Oboro had balked at the cost. "You spent a king's ransom on a dog?"

Ikemba didn't blink. "It's not a dog. It's insurance."

Still, acquiring the Robo-Dog had not meant immediate success. The Brace, whatever it truly was, emitted a tracking-scramble frequency: something ancient and deeply engineered, likely more advanced than Oboro's masters realized. It had fooled Nnunuebe, and even Mortivore struggled in the first few days, snarling at invisible echoes, recalibrating with every step.

Two weeks passed. Oboro grew restless. He questioned the dog, the mission, even Ikemba's methods.

Ikemba ignored him. He studied the footage. Analyzed scent displacement in the terrain. Interpreted Mortivore's behavioral patterns. He fed it fragments of Chidi's past environment and movements: leaves, soil samples, temperature gradients, collected through Oboro's prior surveillance. Slowly, the hound adjusted.

And then… it locked. A single growl. A still frame. A heat signature. The interface buzzed.

Chidi... In the woods. Accompanied by someone. A girl. A friend? A guard? But she was of no consequence, Ikemba noted. If she stood in the Robo-Dog's line of hunt, she would become collateral: another variable in the mission equation.

Up in the sky, the Griffin dipped lower. Nnunuebe screeched in response to the signal confirmation. Below, Mortivore, the Robo-Dog, began its silent descent: its limbs absorbing shock, its systems locked into retrieval mode.
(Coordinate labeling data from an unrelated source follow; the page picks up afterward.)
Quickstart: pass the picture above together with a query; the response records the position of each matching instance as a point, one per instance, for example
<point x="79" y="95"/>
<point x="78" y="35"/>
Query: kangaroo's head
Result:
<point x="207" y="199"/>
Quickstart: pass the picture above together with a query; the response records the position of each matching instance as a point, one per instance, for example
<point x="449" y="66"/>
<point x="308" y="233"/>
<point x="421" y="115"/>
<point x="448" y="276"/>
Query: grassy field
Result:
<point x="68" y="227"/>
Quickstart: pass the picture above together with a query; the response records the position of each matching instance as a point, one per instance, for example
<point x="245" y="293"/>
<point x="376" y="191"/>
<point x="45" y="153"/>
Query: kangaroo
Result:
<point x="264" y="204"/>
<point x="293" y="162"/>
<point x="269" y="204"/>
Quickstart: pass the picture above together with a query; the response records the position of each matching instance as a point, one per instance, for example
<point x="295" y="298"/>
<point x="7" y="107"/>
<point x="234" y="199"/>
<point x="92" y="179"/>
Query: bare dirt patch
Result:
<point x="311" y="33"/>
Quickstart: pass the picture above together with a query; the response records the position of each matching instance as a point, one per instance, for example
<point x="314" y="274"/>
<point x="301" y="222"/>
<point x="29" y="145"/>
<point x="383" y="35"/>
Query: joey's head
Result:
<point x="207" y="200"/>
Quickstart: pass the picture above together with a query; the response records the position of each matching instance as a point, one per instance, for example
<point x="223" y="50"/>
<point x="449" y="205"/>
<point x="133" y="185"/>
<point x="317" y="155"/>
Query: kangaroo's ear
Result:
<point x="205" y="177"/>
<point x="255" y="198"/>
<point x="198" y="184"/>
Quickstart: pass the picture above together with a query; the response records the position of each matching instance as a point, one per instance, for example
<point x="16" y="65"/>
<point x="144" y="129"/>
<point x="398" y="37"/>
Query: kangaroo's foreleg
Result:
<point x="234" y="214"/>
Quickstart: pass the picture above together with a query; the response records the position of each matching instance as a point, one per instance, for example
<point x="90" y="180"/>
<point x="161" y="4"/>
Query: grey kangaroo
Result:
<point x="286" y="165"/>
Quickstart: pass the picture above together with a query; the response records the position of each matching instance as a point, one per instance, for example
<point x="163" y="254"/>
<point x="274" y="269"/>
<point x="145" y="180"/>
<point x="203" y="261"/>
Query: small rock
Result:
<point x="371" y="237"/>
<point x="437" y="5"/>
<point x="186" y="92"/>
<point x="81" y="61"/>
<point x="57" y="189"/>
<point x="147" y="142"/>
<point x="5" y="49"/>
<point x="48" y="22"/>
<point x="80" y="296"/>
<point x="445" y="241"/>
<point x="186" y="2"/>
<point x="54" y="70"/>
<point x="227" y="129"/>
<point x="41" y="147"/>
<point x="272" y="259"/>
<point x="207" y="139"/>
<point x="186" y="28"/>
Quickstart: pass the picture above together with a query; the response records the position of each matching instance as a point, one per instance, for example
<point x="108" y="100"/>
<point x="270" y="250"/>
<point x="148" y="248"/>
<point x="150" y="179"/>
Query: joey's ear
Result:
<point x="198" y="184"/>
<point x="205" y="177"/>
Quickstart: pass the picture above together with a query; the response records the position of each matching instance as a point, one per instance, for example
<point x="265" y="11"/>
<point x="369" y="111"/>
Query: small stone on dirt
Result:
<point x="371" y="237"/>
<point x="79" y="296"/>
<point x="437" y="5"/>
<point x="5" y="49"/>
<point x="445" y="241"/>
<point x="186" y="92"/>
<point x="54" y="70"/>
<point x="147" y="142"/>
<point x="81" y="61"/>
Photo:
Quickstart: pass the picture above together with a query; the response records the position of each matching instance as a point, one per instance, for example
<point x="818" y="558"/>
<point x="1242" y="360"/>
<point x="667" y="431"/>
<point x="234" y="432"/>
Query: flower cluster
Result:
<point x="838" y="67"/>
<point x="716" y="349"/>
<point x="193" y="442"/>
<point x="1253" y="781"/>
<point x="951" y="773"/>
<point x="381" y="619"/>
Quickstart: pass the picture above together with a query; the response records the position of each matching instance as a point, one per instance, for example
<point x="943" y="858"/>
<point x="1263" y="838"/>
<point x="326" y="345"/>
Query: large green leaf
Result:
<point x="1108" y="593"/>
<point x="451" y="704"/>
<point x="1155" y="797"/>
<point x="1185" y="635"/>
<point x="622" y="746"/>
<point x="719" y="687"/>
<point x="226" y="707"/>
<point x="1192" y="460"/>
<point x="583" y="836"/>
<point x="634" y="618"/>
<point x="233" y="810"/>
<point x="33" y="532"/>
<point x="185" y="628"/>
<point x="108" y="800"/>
Oboro smirked. "We got him!"

Ikemba didn't answer. He tapped a glyph on the interface.

"Now," he said coldly, "we hunt."

And down below, Mortivore, the relentless Robo-Dog, had begun its pursuit of Chidi. The chase tore through the training grounds, where the Bullet-Benders students attempted to intercept the mechanical beast, only to be scattered like chaff before a storm. It was there that Splendor-Bullor confronted Mortivore in a fully synched biometric armored suit: and still fell. The pursuit raged on across treacherous hills, winding up toward the towering spire of the academy, where Chidi and Lù-Qímiào were already scrambling upward, desperate for sanctuary.

That's when Mortivore began to grow wings. Literally.